Süleyman beyin cerrahı oldu. zaten bu beklenirdi kardeşimden. İstanbul'un en iyi hastanelerinden birisinde çalışıyordu. Osman fotoğrafçı oldu. ne kadar ona ,,kendine normal iş bul, böyle çok ileri gidemezsin" desekte o dinlemedi. aman ne yaparsa yapsın. neymiş? fotoğraf makinesiyle kızları inceliyormuş. yavşak. Ahmet ise yazar oldu. şimdilik öylece şeyler yazıyordu ama eminim ki ileride çok popüler bir yazar olacak.

benim şirketim son gaz ileride yürüyor. babaannem sayesinde onu büyüttük ve üzerinde baya uğraştığımız için çok güzel olmuştu. yanımda çalışanlar ve bu şirket bir tek Türkiye'de değil, tüm dünyada birinci olsun diye gece gündüz durmadan yardım edenleri de eklemeliyim. biz bir olduk, birlikte yürüdük. bu iş bir tek benim değil, onların da emeğidir. omlar olmasalardı yapamazdım...

Tim hakkında öğrenmek istiyorsunuzdur. daha önce de anlattığım gibi üniversitede Ali ile bir bölümdeydik ve bu yüzden mecburen onunla arkadaşlığımızı düzeltmek zorunda kalmıştık. ama bu da çok uzun sürmedi.

üniversitede bir kızla sevgiliydim, sanırım gerçekten aşık olmuştum. hatta bu haberi duyan Belkıs Ozansoy direkt düğün hazırlıklarına başladı. ama sonra o kızı Ali ile yatakta yakaladığımı öğrendiğinde oturdu yerine. nefret ettim tüm dünyadan. her şey üst üste geldi. ondan sonra da hiç konuşmadık Ali ile. Tim'in geri kalan üyelerindense haberim yoktur.

bugün gözeticiler geleceklermiş. dün düşman şirket ile yaptığımız toplantıda ben kazandığım için tüm Türkiye bunu öğrenmiş. ee haliyle gazetecilerin de para kazanmak için güzel bir şans oldu.

odamda oturup gereken evrakları kontrol ediyordum. genelde bu işi sekreterim yapardı ama o bugün hastalanmış ve gelemeyeceğini söyledi. başkasına da emanet edemediğim için mecbur kendim yapacağım.

kafamda şu röportaj işi dönüp dolaşıyordu. açıkçası sevmiyordum öyle ultra popüler oyuncular gibi röportaj filan vermeyi, kendimi ve şirketimi övmeyi ama çok zorladılar. ben de kırmayıp davet ettim. kapım tıklandığında kafamı kaldırıp baktım. içeri Zeynep girdi; dekorasyon işlerine bakan kızdı.

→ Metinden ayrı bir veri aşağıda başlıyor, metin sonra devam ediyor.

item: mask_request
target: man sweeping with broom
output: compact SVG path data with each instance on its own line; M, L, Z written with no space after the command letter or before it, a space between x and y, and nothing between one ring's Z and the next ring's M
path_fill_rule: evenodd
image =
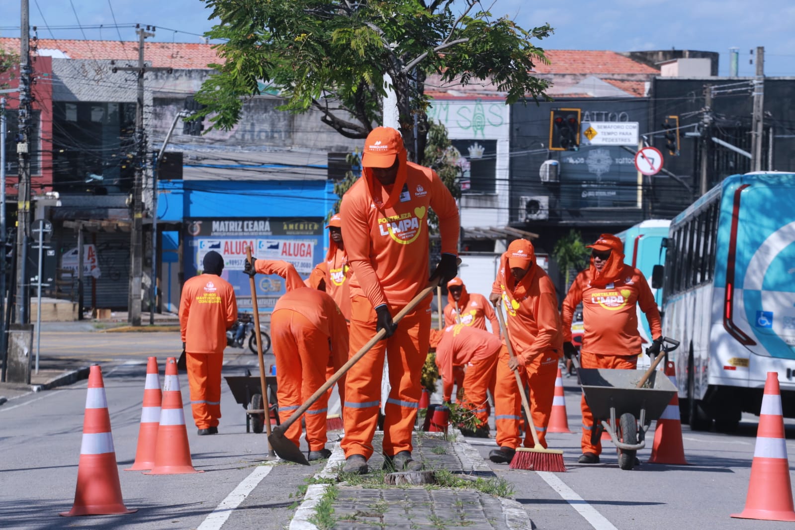
M502 348L497 365L494 395L494 423L499 448L489 453L489 459L495 463L509 463L522 443L520 392L524 392L511 372L518 373L522 386L529 385L531 420L541 447L535 447L531 426L525 428L524 446L543 452L547 447L545 433L552 412L557 362L563 354L563 333L555 286L536 263L535 250L530 242L517 239L508 246L500 259L500 269L489 299L495 306L502 299L502 308L498 308L498 313L504 310L507 319L507 333L502 335ZM515 357L511 354L510 346ZM553 458L560 458L562 467L562 455L556 453Z

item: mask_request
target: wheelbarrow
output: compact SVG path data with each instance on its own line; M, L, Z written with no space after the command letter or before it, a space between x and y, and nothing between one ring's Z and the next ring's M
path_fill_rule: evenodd
M262 432L265 427L265 407L262 400L262 386L259 376L224 376L229 389L232 391L235 400L246 409L246 432L254 431L257 434ZM270 418L276 420L279 424L278 404L276 400L276 376L269 375L265 377L266 397L268 401Z
M663 346L667 354L678 342L665 340L675 342L671 348ZM578 368L577 374L597 425L591 431L591 443L596 443L603 428L616 447L619 467L631 470L638 450L646 447L652 420L659 420L677 387L660 370L653 371L642 388L637 388L643 376L641 370Z

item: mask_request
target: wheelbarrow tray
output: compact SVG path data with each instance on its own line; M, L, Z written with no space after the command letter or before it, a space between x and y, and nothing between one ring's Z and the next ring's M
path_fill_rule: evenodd
M610 409L615 408L616 417L630 412L636 418L641 409L646 410L646 421L657 420L677 393L677 387L661 372L654 371L644 386L636 388L643 377L642 370L580 368L577 370L585 400L599 420L610 418Z

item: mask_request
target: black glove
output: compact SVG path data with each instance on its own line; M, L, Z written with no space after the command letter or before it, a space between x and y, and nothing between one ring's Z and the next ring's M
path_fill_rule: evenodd
M567 359L570 359L572 357L577 356L577 347L572 344L571 342L563 343L563 354Z
M651 346L646 348L646 355L649 357L657 357L660 354L661 346L662 346L662 337L657 337L652 341Z
M389 339L398 329L398 324L392 322L392 315L390 314L390 308L386 304L382 304L375 308L375 314L378 315L378 323L375 325L375 331L378 333L381 330L385 330L386 335L384 339Z
M456 274L458 274L458 257L444 253L441 259L439 260L436 269L431 275L430 280L441 278L441 281L446 284L447 282L455 278Z
M254 267L253 257L251 258L251 261L246 260L246 265L243 265L243 272L252 278L257 275L257 270Z

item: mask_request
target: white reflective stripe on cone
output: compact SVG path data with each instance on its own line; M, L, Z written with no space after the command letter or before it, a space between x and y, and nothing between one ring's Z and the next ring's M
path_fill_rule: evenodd
M113 435L110 432L83 434L80 455L103 455L113 452Z
M146 390L160 390L160 376L157 373L146 374L146 384L144 385Z
M778 394L762 394L762 408L759 414L783 416L781 412L781 397Z
M754 458L785 458L787 444L783 438L757 438Z
M86 408L107 408L105 389L88 389L86 394Z
M163 408L160 411L161 425L184 425L185 412L181 408Z
M141 409L142 424L157 424L160 421L160 407L143 407Z
M665 410L660 416L660 420L676 420L679 421L679 405L668 405L665 407Z
M169 390L176 391L180 389L180 378L176 375L165 376L165 384L163 385L163 392Z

Zeynep: Barış bey, gazeteciler geldiler. sizinle görüşmek isterler.

Barış: gelsinler.

masamı düzenleyip tekerli sandalyemde normal pozisyona geldim. sesimi düzeltip bekledim. sonunda girdiler. kapıya baktığımda gördüğüm kişiyle şoka uğramam bir oldu.

Barış: Yaprak?

Yaprak: B.. Barış?

etraftakiler bize anlamsızca bakıyorlardı. bir süre birbirimize baktıktan sonra Yaprak toparlandı.

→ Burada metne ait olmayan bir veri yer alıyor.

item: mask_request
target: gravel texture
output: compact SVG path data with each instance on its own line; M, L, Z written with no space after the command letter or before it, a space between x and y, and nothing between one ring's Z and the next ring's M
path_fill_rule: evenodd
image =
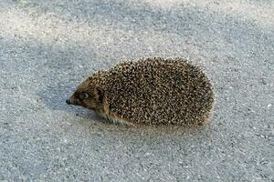
M1 0L0 181L274 181L273 15L272 0ZM66 105L95 70L146 56L205 68L206 126Z

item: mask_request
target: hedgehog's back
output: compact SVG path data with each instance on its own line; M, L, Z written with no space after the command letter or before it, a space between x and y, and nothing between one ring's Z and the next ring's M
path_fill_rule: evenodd
M206 75L183 59L121 63L109 71L107 86L111 110L134 123L202 123L214 102Z

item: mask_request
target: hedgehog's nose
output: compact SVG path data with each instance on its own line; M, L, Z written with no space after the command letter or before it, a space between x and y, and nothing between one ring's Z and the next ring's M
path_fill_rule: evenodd
M68 105L70 105L70 104L71 104L69 99L66 100L66 103L67 103Z

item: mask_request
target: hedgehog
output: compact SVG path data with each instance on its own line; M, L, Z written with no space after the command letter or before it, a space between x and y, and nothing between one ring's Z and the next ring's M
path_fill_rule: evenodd
M153 57L95 72L66 102L116 124L203 125L212 113L214 91L195 64Z

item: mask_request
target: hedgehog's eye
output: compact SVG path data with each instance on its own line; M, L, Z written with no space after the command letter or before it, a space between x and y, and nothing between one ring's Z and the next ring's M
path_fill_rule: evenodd
M79 96L79 99L86 99L89 97L89 94L87 92L82 92Z

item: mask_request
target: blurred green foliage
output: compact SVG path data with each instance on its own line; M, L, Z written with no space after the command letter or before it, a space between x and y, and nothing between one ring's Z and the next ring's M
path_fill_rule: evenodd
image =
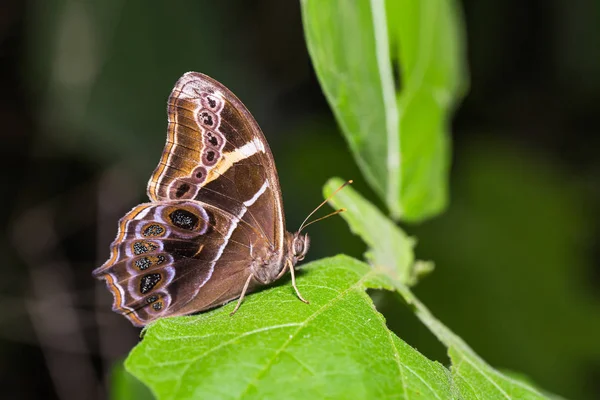
M284 2L272 2L269 7L289 8L289 4L278 6L280 3ZM315 117L315 111L309 109L288 113L285 121L278 120L277 111L282 110L274 103L279 100L279 86L284 80L273 70L265 71L267 63L263 60L269 55L270 62L289 59L289 52L300 49L296 52L301 53L304 44L294 47L285 42L290 35L269 35L268 31L253 33L249 38L249 31L268 25L263 24L266 20L278 28L287 28L287 21L278 22L273 15L282 13L275 12L252 14L249 18L249 8L240 4L192 1L149 7L140 0L33 2L25 27L29 40L23 62L26 69L21 73L29 83L37 111L35 123L43 135L42 144L34 147L35 157L72 157L81 163L91 162L98 174L118 164L123 174L135 175L139 181L135 190L143 198L143 185L164 144L169 90L183 72L198 70L229 86L265 130L279 167L290 228L298 226L318 204L321 185L333 175L354 178L355 188L380 205L376 196L369 195L329 116ZM544 8L539 14L548 10L562 29L558 34L542 31L527 37L516 33L511 36L505 21L514 21L520 7L500 1L468 4L475 16L470 20L469 40L474 48L470 59L477 79L470 113L465 115L475 122L467 124L472 124L471 132L465 132L465 121L460 124L463 130L458 132L461 142L454 156L456 168L450 181L448 213L422 226L407 228L419 238L417 255L435 260L437 266L415 292L491 364L522 371L544 388L566 396L593 399L598 395L594 377L600 365L600 346L595 338L600 322L599 301L593 293L598 282L591 276L597 223L590 217L598 215L598 202L590 200L598 196L592 197L590 187L597 188L597 175L574 174L573 170L596 157L598 142L594 137L573 139L584 143L583 147L569 148L573 144L565 137L576 132L559 131L566 129L560 118L576 118L579 124L585 121L586 104L593 103L596 108L599 53L594 51L595 41L588 39L598 37L594 33L600 24L590 23L595 15L590 10L597 10L597 5L580 2L576 6ZM525 25L535 25L534 19L540 15L526 18ZM520 14L517 17L525 18ZM387 23L388 28L393 25L389 20ZM515 25L519 23L523 20ZM457 32L448 37L454 34ZM558 43L548 43L548 36L558 37ZM527 41L531 37L538 37L542 45L522 49L523 42L532 45ZM267 43L262 53L249 46L251 40ZM445 43L444 48L451 49L451 45ZM552 50L545 68L515 55L538 54L544 46ZM406 59L398 50L410 48L392 48L390 58L397 55ZM415 45L413 50L419 48ZM308 65L308 60L301 58L282 69L304 64ZM538 69L545 73L538 73ZM527 71L533 71L535 77L531 79ZM531 91L539 90L523 82L555 78L548 71L558 74L558 85L543 87L548 92L521 99L523 93L529 91L531 96ZM294 73L303 74L297 70ZM500 78L490 85L491 77ZM293 83L288 85L282 91L290 90ZM515 97L498 94L505 85L517 87L513 89L516 94L512 93ZM558 98L551 97L551 93ZM315 98L310 102L318 103ZM552 101L561 106L568 103L570 114L556 108ZM512 103L513 108L507 107ZM540 110L530 107L532 104L539 104ZM432 121L437 124L442 119ZM482 131L489 121L506 124L506 131ZM549 133L529 129L540 126ZM512 136L522 141L488 142L479 138L487 135ZM528 140L534 142L529 144L534 149L526 150ZM576 161L571 160L569 165L565 158L546 158L543 153L552 151L553 140L561 149L560 140L565 140L565 151L573 151L571 156ZM582 148L589 152L578 153ZM65 164L71 165L67 161ZM597 163L595 168L596 172L600 170ZM445 174L443 169L440 171ZM43 191L34 185L35 181L29 183L35 187L39 201ZM444 180L438 188L446 184ZM81 208L85 206L81 204ZM114 222L116 227L116 219ZM359 257L365 249L341 219L313 226L310 234L313 258L338 252ZM110 232L101 239L108 243L112 235ZM98 254L107 254L106 246L98 249ZM97 260L91 254L88 258L86 265L91 270ZM445 350L412 312L399 308L389 295L376 296L378 309L398 336L429 358L447 362ZM26 363L31 365L29 360ZM11 369L19 370L18 364L19 360L11 360ZM120 387L117 383L115 393Z
M301 4L319 81L365 178L396 219L438 214L447 202L450 113L467 79L456 4Z

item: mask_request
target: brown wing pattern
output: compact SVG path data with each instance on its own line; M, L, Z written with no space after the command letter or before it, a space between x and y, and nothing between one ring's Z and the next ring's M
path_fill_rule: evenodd
M141 204L119 222L111 257L94 276L114 294L113 310L136 326L189 312L185 306L202 290L206 295L194 303L200 311L239 296L251 232L240 218L210 205Z
M168 117L148 182L152 203L121 219L110 259L94 271L113 293L113 309L137 326L237 298L257 254L283 258L273 156L245 106L189 72L169 97Z

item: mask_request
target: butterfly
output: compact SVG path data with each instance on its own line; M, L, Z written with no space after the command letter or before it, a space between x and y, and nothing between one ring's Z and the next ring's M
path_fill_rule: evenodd
M141 327L239 298L233 314L247 292L288 270L308 303L294 274L310 244L306 225L285 229L273 155L250 112L197 72L177 81L167 112L150 202L119 221L110 258L92 273L113 294L113 311Z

Yaprak: öhöm öhöm... yani Barış bey... sizinle röportaj hakkında anlaşmıştık.

Barış: öhöm öhöm... evet, buyrun seni dinliyorum.

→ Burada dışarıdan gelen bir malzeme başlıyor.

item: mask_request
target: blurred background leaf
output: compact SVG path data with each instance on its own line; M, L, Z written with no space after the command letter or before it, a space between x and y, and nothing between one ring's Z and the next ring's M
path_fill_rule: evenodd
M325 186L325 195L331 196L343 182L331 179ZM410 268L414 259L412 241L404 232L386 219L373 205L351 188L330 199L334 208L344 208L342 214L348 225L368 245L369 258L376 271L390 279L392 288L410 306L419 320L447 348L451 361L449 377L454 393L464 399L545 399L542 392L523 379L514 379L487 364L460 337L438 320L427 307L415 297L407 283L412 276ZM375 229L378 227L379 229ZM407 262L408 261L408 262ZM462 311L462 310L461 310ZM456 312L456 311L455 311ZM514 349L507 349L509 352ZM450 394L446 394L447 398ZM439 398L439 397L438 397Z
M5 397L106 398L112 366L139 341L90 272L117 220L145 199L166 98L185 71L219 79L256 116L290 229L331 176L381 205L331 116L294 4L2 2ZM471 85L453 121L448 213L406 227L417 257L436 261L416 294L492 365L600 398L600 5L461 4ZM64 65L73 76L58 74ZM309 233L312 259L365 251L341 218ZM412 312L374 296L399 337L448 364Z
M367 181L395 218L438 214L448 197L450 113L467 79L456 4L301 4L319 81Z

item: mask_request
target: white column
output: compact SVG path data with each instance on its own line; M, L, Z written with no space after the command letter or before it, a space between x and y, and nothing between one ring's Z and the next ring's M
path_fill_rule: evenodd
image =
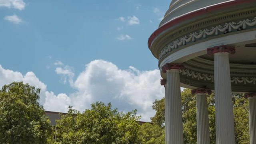
M166 117L167 117L167 115L166 115L166 111L167 111L167 98L166 98L166 95L167 95L167 94L166 94L166 84L164 85L164 98L165 98L165 103L164 104L164 122L165 122L165 129L166 130L166 121L167 121L167 119L166 119ZM168 137L168 136L167 136L168 134L167 133L167 130L165 130L165 143L166 144L167 144L166 142L167 142L168 141L168 139L167 138Z
M197 144L210 144L206 94L205 93L197 93L196 95Z
M244 98L249 100L250 143L256 144L256 92L246 93Z
M214 54L216 138L217 144L235 143L228 53Z
M180 72L177 69L168 70L166 75L165 143L183 144Z

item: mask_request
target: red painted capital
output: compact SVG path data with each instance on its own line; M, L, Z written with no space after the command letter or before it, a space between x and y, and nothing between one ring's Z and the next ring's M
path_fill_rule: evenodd
M212 90L207 90L205 88L197 88L191 90L191 94L196 94L206 93L209 95L212 94Z
M250 97L256 97L256 92L248 92L244 95L244 98L248 98Z
M228 52L233 54L236 53L236 49L234 46L224 45L207 48L207 54L209 56L218 52Z
M160 83L161 86L164 86L166 84L166 80L161 80Z
M166 72L167 70L182 70L184 68L184 65L182 64L167 63L162 67L162 72L164 73Z

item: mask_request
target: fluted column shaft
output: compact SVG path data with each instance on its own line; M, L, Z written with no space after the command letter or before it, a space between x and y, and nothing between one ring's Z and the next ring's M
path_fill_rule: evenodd
M196 95L197 144L210 144L206 94L205 93L198 93Z
M256 144L256 97L249 98L250 143Z
M167 104L166 104L166 99L167 99L167 98L166 98L166 95L167 95L167 93L166 93L166 84L164 85L164 98L165 99L165 103L164 104L164 122L165 122L165 129L166 130L166 111L167 111ZM167 142L167 136L168 136L168 134L167 133L167 130L165 130L165 142Z
M166 100L166 144L183 144L180 72L177 69L167 70Z
M214 54L215 114L217 144L235 143L230 68L228 52Z

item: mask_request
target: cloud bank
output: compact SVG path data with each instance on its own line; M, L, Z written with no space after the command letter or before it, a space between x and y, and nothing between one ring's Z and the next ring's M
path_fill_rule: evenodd
M63 66L64 68L66 66ZM62 68L62 67L60 67ZM63 70L63 68L62 68ZM60 70L62 71L62 70ZM84 70L73 80L73 75L65 70L56 72L69 80L75 92L69 95L55 94L46 90L46 86L32 72L25 75L18 72L5 70L0 67L0 86L13 81L23 80L43 89L40 99L43 98L47 110L65 112L69 105L81 111L90 108L90 104L97 101L110 102L113 108L120 111L130 111L136 108L141 120L149 121L155 112L152 102L164 96L164 88L160 84L159 70L140 71L130 66L121 70L112 63L97 60L86 64Z

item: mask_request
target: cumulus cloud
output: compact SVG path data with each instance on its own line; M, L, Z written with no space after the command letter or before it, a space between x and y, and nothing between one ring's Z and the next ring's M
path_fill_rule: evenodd
M0 0L0 7L13 8L19 10L25 8L26 3L23 0Z
M135 16L127 16L127 19L124 17L120 17L118 19L122 22L125 22L127 20L127 24L128 25L132 26L140 24L140 20Z
M130 66L122 70L111 62L95 60L86 66L85 70L72 84L77 90L68 97L65 95L46 94L46 102L54 104L61 102L67 107L69 104L83 111L90 104L97 101L111 102L113 108L127 112L136 108L142 120L150 121L155 112L152 109L155 99L164 96L164 88L159 84L159 70L141 71ZM60 100L59 100L60 99ZM46 109L58 110L62 106L45 104Z
M66 94L56 96L52 92L46 91L45 95L46 100L44 107L46 110L65 112L71 104L70 98Z
M22 20L16 14L14 14L12 16L6 16L4 17L4 20L8 20L16 24L19 24L22 22Z
M65 66L64 64L58 67L56 72L73 77L74 73ZM110 102L113 108L125 112L136 108L138 114L142 116L141 120L146 121L150 121L155 113L152 108L154 101L164 96L164 88L160 84L160 79L159 70L140 71L132 66L121 70L110 62L95 60L86 64L74 81L70 81L74 92L67 94L64 91L55 94L47 91L46 85L32 72L23 75L0 65L0 86L23 80L40 88L40 103L44 104L46 110L66 112L70 105L83 111L90 108L91 104L100 101L106 104Z
M130 36L128 34L120 34L116 39L119 40L131 40L132 39Z
M56 60L53 64L55 66L62 66L63 65L63 63L59 60Z
M66 84L68 80L70 84L72 83L74 73L70 66L65 66L63 67L56 68L55 72L61 76L61 80L64 84Z
M135 16L128 16L128 24L130 25L133 25L134 24L140 24L140 20L137 17Z

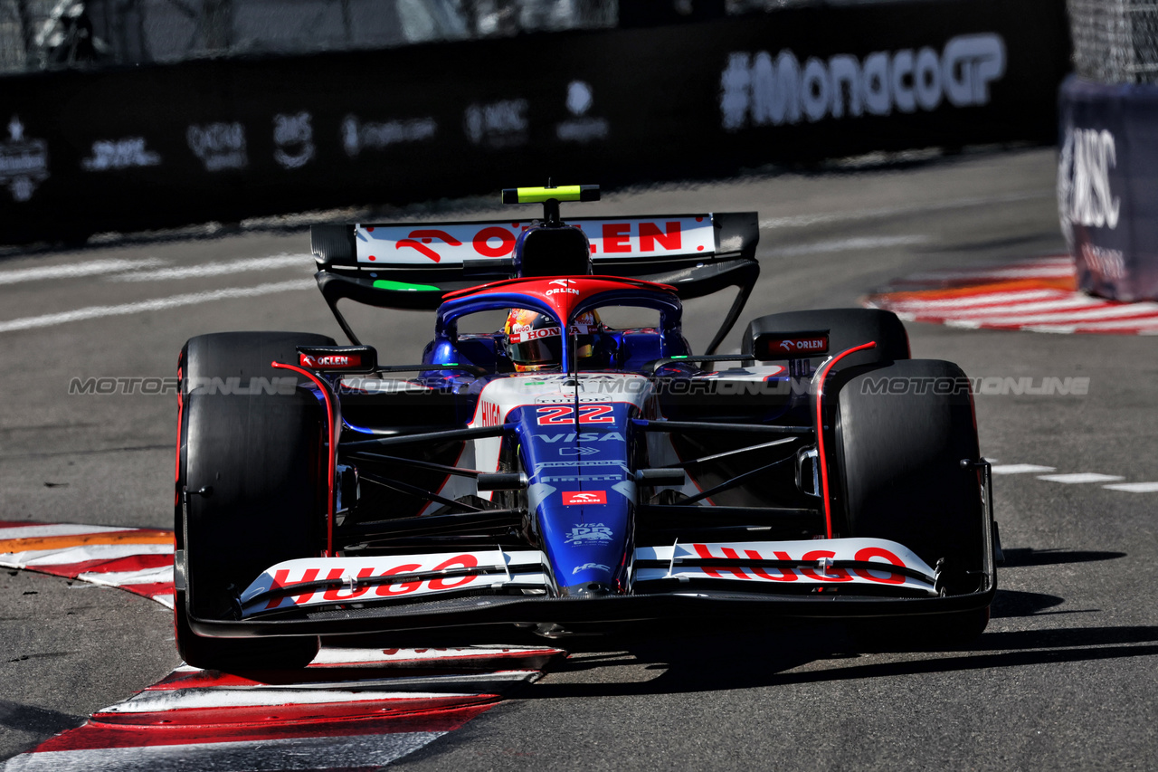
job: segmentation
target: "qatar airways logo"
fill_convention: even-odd
[[[558,284],[560,286],[548,290],[547,293],[545,293],[548,296],[560,294],[560,293],[563,293],[563,294],[579,294],[579,290],[572,289],[572,286],[571,286],[572,284],[574,284],[573,279],[552,279],[550,282],[550,284]]]
[[[959,35],[943,51],[877,51],[864,59],[840,53],[804,61],[789,49],[728,56],[720,75],[724,129],[796,124],[823,118],[932,111],[989,103],[989,85],[1005,74],[999,35]]]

bunun ne kadar zor olduğunu ikimizde bilsek de meslek gereği yapmalıydık. iki saat süren görüşmenin ardından onlar çıkıp gittiler. kapı kapanınca nefesimi üfledim. nasıl ya? bu kadar zaman geçmiş ve o birden bire karşıma çıktı. yok artık!

Yaprak'tan.
olamaz! olamaz! bu mümkün değildir! nasıl olur ya?! bunca zaman sonra! şoktayım demek hiçbir şey dememektir. yolda yürürken bile önüme değil, yere bakıyordum. sonunda tam bir yere çarpacaktım ki; yanımdaki kız beni kendine çekti.